2014 Yerel Seçimleri’nden önceki 3-4 ay boyunca, Başbakan Erdoğan ve AKP Hükümeti’nin uygunsuz davranışlarını gösteren çok sayıda tape ortaya çıkmıştı. Neler yoktu ki bu tapelerde? Hükümetin en tepelerinde ne biçimde ve çapta yolsuzluklar, hırsızlıklar, manipülasyonlar, basına ve yargıya müdahaleler ve daha neler neler ortaya saçıldı. En azından bu devletin ve hükümetin örgütlenişi ve işleyişine dair belli bir şuur sahibi olanların hiç bilmedikleri şeyler değildi bunlar, ama yine de olayların çapı/dozu tahminlerin de ötesindeydi ve bu tür uygunsuzluklar ilk kez böylesi inkârı zor bir şekilde gözümüzün önüne geliyordu.
Son dört ayda ortaya serilenlerin onda biri bile herhangi bir Batı demokrasisinde başbakanın ve hükümetin defterini hemen dürmeye yeterdi.
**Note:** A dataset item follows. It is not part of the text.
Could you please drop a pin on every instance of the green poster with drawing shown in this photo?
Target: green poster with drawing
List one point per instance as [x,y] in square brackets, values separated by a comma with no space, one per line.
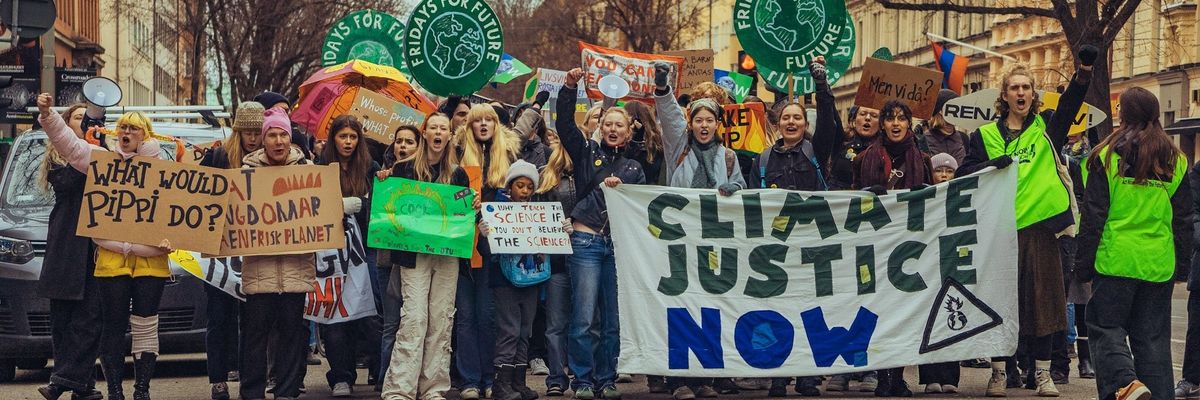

Türkiye’de böyle olmadı. Erdoğan ve hükümet, bunu bir darbe olarak gösterip, “darbe-karşıtı” bir mücadeleye girip, otoriterleşme dozunu iyice arttırdı. HSYK ve İnternet/TİB yasalarını çıkardı, MİT yasa tasarısını hazırladı; Cemaat uzantısı olduğunu düşündüğü polisleri/yargıçları/savcıları dağıttı/yetkisizleştirdi; mahkeme kararlarını uygulamadı vb. Bütün bu otoriter uygulamalar da makul bir demokratik ülkede çok büyük tepkilere neden olur ve yakında bir seçim varsa o hükümet ağır bir darbe alırdı. Türkiye’de böyle olmadı.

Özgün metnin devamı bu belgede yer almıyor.